In the case of a hash where the output is only 4 decimal digits, you can attack it simply by building a table of every possible 7 digit input, together with its hashed value. You can then reverse the table and you have your (one-to-many) de-hashing operation. You never need to know how the hash is actually calculated. How do you get the input/output pairs? Well, if an outsider can somehow specify a value to be hashed, and see the result, then you have what's called a "chosen plaintext", and an attack relying on that is a "chosen plaintext attack". So a 7 digit -> 4 digit hash would be very weak indeed if it was used in a way which allowed chosen plaintext attacks to generate a lot of input/output pairs. I realise that's just one example, but it's also just one example of a technique to reverse it.

Note that reverse engineering the hash, and actually reversing it, are two different things. You could figure out that I'm using SHA-256, but that wouldn't help you reverse it (i.e., given an output, work out the input value). Nobody knows how to fully reverse SHA-256, although of course there are always rainbow tables (see "salt", above) <conspiracy>At least nobody admits they do, so it's no use to you or me.</conspiracy>

Answer 2

Probably, you can't. Suppose the transformation function is known, something like

function hash(text):
    return sha1("secret salt"+text)

But the "secret salt" is not known, and is cryptographically strong (a very large, random integer). You could never brute force the secret salt from even a very large number of plain-text, crypttext pairs.

In fact, if the precise hash function used was known to be one of two equally strong functions, you could never even get a good guess between which one was being used.

Answer 3

Stabbing in the dark will drive you to insanity. There are some algorithms that, given current understanding, you couldn't hope to deduce the inner workings of between now and the [predicted] end of the universe without knowing the exact details (potentially including private keys or internal state). Of course, some of these algorithms are the foundations of modern cryptography.

If you know in advance that there's a pattern to be discovered though, there are sometimes ways of approaching this. For instance, if the dataset contains several input values that differ by 1, compare the corresponding output values:

7262627 -> 8172
7262628 -> 819
7262629 -> 1732
...
7262631 -> 3558

Here it's fairly clear (given a few minutes and a calculator) that when the input increases by 1, the output increases by 913 modulo 8266 (i.e. a simple linear congruential generator).

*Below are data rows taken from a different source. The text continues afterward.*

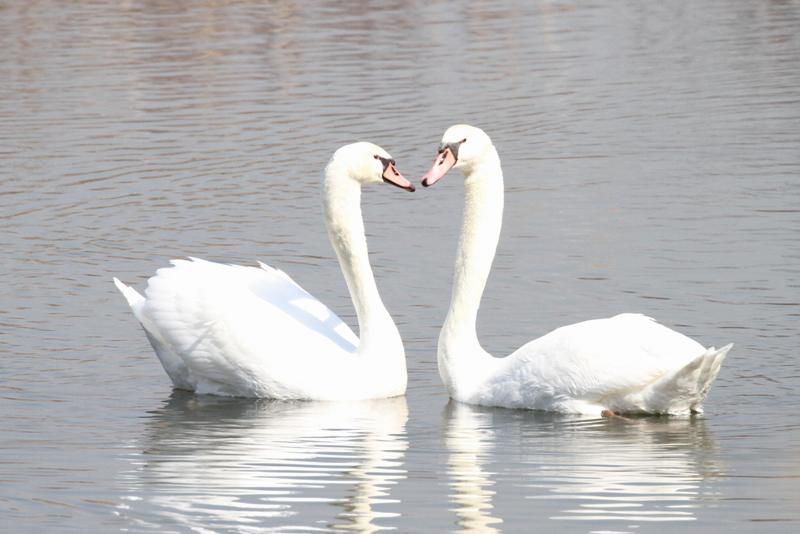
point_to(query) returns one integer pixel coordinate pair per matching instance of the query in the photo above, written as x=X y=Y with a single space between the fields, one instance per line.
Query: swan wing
x=245 y=331
x=599 y=360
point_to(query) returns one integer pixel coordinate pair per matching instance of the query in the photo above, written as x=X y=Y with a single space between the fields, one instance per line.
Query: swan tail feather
x=172 y=363
x=133 y=297
x=684 y=390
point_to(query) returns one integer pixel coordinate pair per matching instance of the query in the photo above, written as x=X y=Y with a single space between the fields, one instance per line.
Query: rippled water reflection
x=651 y=161
x=217 y=464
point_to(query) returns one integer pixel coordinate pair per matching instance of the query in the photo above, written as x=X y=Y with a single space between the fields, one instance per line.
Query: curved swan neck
x=480 y=232
x=342 y=206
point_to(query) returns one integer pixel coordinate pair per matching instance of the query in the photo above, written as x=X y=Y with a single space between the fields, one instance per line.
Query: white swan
x=253 y=332
x=628 y=363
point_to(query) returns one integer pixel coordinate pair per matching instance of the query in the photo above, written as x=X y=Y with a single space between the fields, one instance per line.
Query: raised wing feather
x=596 y=359
x=244 y=330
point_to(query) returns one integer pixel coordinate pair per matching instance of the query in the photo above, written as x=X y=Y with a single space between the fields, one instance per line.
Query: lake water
x=652 y=162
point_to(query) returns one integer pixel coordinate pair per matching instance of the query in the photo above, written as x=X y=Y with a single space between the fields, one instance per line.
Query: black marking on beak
x=386 y=162
x=453 y=148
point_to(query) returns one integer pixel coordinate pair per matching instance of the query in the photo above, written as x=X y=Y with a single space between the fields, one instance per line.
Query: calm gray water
x=652 y=162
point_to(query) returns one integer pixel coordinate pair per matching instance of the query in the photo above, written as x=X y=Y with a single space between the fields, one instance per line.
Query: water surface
x=651 y=164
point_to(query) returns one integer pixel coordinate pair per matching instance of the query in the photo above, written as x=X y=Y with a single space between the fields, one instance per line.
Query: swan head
x=367 y=163
x=462 y=147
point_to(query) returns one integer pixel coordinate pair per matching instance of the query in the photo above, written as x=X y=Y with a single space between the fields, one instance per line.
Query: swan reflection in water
x=619 y=472
x=211 y=463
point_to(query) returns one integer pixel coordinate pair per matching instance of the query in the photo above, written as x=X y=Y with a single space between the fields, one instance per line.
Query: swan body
x=624 y=364
x=254 y=332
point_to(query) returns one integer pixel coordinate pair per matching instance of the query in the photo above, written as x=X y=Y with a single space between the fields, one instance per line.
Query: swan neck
x=345 y=225
x=480 y=232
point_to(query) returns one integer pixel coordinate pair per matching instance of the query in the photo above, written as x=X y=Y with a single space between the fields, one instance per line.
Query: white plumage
x=628 y=363
x=254 y=332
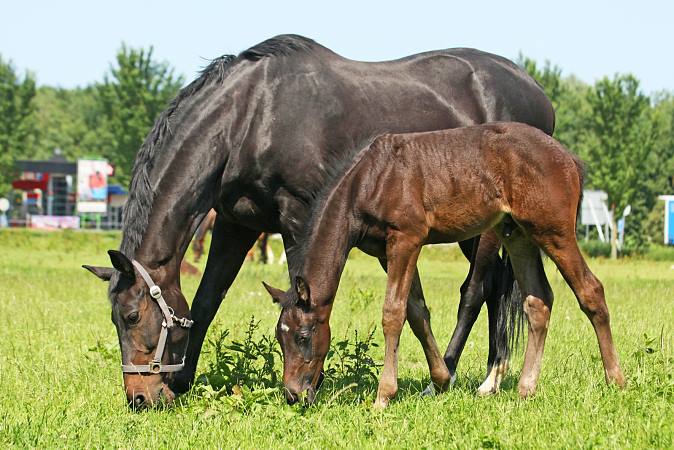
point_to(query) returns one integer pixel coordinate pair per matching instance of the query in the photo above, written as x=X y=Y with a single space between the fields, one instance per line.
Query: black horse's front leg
x=481 y=284
x=229 y=246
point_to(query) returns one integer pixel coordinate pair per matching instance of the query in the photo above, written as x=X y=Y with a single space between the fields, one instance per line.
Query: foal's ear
x=122 y=263
x=302 y=288
x=104 y=273
x=277 y=295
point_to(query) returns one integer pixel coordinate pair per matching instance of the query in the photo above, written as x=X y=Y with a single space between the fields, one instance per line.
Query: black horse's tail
x=510 y=320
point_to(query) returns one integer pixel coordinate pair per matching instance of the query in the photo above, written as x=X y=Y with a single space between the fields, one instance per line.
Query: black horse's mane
x=141 y=193
x=334 y=176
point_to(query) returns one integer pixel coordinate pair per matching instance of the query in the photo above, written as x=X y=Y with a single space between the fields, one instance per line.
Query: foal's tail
x=511 y=317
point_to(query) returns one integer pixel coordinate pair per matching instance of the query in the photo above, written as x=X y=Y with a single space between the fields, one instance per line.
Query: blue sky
x=71 y=43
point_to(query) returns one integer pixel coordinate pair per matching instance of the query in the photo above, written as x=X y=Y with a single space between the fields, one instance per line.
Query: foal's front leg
x=402 y=253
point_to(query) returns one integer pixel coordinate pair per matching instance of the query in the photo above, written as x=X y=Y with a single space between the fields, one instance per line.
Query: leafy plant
x=350 y=363
x=247 y=363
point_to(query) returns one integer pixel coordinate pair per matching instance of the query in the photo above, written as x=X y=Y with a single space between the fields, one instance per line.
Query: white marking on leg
x=493 y=382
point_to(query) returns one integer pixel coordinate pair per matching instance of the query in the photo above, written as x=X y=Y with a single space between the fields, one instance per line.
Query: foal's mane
x=141 y=193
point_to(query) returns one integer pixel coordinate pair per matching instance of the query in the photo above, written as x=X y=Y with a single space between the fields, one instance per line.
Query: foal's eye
x=133 y=318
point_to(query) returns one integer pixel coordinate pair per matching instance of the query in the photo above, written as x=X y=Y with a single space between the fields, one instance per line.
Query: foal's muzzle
x=308 y=394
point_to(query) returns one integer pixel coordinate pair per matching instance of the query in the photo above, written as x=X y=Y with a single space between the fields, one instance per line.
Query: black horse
x=256 y=136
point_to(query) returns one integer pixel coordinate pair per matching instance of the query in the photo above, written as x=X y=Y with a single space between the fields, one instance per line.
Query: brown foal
x=408 y=190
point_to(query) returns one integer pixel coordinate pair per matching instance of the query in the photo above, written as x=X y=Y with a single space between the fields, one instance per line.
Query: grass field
x=61 y=386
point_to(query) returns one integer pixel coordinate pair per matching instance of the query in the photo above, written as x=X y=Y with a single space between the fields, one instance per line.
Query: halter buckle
x=155 y=292
x=155 y=367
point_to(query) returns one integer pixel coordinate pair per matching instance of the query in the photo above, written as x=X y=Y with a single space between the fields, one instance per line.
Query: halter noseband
x=170 y=319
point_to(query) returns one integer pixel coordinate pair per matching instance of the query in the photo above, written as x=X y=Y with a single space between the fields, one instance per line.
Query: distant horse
x=256 y=136
x=408 y=190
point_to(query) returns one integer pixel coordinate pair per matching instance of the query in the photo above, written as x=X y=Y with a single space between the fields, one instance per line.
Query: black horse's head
x=139 y=318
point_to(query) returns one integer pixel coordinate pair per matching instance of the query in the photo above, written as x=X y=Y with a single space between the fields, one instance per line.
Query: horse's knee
x=393 y=317
x=537 y=311
x=592 y=301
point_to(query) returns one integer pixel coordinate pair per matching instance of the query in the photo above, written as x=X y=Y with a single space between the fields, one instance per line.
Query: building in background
x=57 y=193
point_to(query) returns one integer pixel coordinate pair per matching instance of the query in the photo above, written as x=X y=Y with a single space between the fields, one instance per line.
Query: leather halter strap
x=170 y=319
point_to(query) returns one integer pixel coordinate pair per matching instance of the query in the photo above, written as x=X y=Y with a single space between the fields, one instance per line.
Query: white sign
x=92 y=186
x=594 y=210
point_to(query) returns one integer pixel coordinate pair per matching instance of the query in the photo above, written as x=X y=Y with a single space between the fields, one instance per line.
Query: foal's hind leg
x=563 y=250
x=530 y=274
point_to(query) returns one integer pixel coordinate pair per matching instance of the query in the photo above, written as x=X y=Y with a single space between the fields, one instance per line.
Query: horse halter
x=170 y=320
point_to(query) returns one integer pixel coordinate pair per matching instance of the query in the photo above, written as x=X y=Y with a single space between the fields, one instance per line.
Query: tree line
x=625 y=137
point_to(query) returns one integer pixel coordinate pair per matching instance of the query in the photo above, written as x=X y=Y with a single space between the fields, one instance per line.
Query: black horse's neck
x=332 y=234
x=177 y=172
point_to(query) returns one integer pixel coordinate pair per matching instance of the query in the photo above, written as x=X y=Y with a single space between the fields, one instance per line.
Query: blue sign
x=669 y=221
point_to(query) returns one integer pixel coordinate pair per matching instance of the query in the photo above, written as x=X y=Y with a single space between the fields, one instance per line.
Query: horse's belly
x=248 y=213
x=456 y=226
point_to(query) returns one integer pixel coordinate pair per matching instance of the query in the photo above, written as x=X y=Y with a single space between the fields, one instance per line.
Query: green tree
x=16 y=119
x=133 y=93
x=69 y=119
x=619 y=143
x=568 y=96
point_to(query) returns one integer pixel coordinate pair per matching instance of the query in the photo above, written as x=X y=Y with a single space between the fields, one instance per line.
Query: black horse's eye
x=133 y=318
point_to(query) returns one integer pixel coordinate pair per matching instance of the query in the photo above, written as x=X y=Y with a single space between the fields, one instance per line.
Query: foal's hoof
x=486 y=389
x=527 y=391
x=429 y=391
x=380 y=404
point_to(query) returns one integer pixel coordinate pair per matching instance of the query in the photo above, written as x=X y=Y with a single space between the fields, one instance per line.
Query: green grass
x=61 y=386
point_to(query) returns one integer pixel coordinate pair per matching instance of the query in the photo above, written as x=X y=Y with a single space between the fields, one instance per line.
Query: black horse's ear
x=104 y=273
x=302 y=288
x=277 y=295
x=122 y=263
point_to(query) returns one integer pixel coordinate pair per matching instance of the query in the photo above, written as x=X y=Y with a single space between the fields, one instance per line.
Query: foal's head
x=303 y=331
x=138 y=319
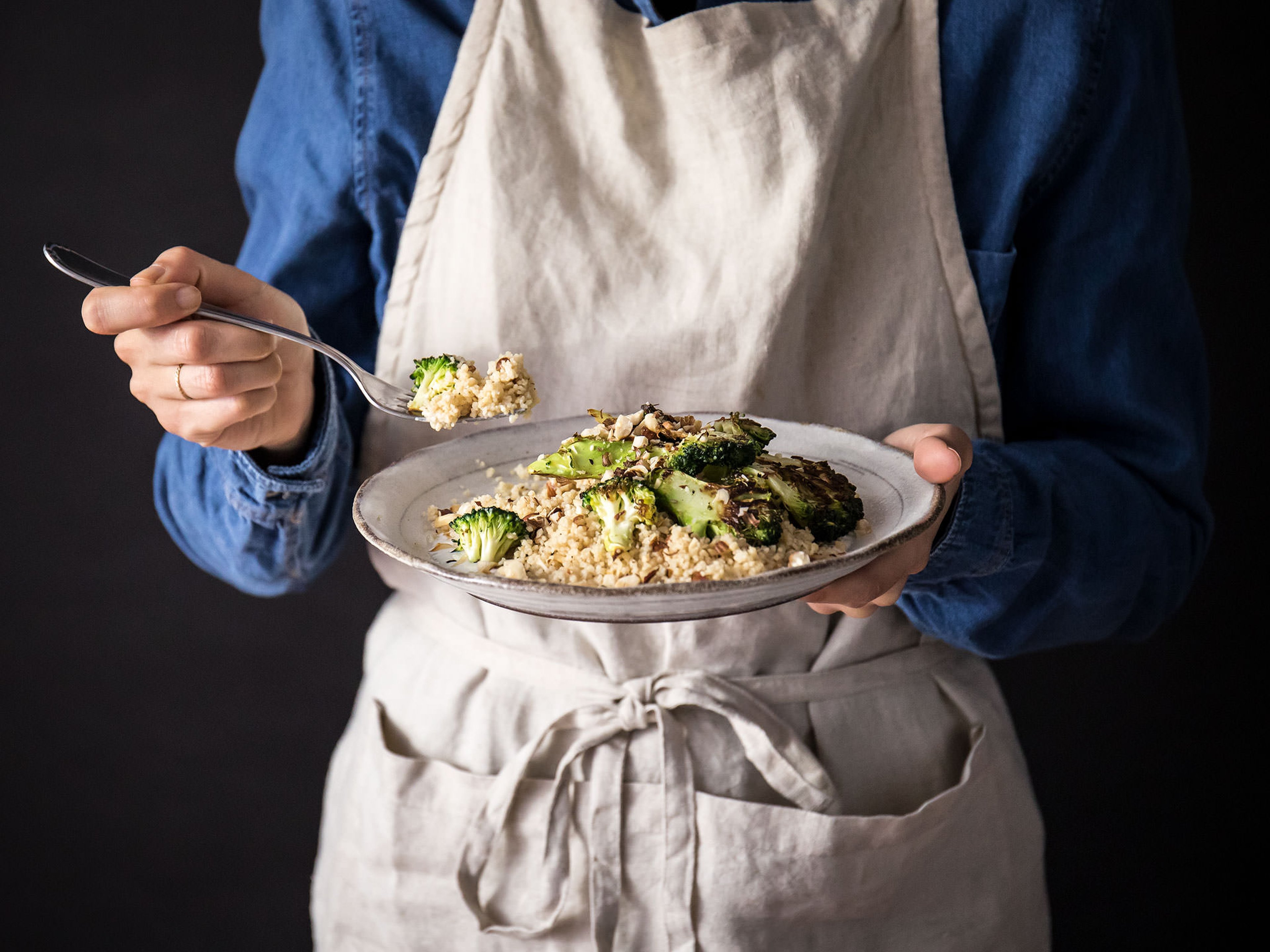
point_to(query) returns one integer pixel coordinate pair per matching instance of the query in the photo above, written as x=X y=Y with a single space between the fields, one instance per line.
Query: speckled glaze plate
x=392 y=512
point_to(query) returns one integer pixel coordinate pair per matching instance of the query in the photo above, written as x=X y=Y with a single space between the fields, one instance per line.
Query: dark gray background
x=163 y=738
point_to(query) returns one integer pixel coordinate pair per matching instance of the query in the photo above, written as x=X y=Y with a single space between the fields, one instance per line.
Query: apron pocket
x=783 y=865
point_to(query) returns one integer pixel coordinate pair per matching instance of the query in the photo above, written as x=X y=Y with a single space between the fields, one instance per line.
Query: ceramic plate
x=392 y=511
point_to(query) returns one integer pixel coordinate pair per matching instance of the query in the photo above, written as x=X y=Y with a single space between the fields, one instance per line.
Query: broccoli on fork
x=434 y=376
x=742 y=507
x=488 y=534
x=621 y=504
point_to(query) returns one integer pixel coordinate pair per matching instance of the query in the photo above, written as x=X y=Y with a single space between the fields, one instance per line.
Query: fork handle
x=98 y=276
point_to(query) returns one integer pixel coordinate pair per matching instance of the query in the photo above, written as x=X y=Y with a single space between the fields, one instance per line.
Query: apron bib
x=747 y=207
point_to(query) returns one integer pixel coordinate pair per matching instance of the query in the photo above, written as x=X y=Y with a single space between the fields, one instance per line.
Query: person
x=957 y=226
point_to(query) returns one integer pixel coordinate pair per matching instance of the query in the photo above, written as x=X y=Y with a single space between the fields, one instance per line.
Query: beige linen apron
x=747 y=207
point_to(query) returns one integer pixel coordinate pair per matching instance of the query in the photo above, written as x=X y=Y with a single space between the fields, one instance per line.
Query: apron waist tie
x=605 y=728
x=606 y=718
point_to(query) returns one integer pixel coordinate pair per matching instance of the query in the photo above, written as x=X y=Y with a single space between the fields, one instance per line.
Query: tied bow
x=605 y=728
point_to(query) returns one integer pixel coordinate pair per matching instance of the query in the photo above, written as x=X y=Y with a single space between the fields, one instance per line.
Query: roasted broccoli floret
x=583 y=459
x=738 y=426
x=621 y=504
x=726 y=446
x=817 y=497
x=435 y=375
x=742 y=506
x=487 y=535
x=717 y=455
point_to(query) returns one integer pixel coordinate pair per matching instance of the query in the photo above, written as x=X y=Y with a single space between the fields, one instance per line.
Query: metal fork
x=379 y=393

Differential cryptanalysis is a relatively modern technique used to analyse the strength of cryptographic block ciphers, relying on a similar but more complex idea for where the cipher algorithm is known, but it's assumed the private key isn't. Input blocks differing from each other by a single bit are considered and the effect of that bit is traced through the cipher to deduce how likely each output bit is to "flip" as a result.

Other ways of approaching this kind of problem would be to look at the extremes (maximum, minimum values), distribution (leading to frequency analysis), direction (do the numbers always increase? decrease?) and (if this is allowed) consider the context in which the data sets were found. For instance, some types of PIN codes always contain a repeated digit to make them easier to remember (I'm not saying a PIN code can necessarily be deduced from anything else - just that a repeated digit is one less digit to worry about!).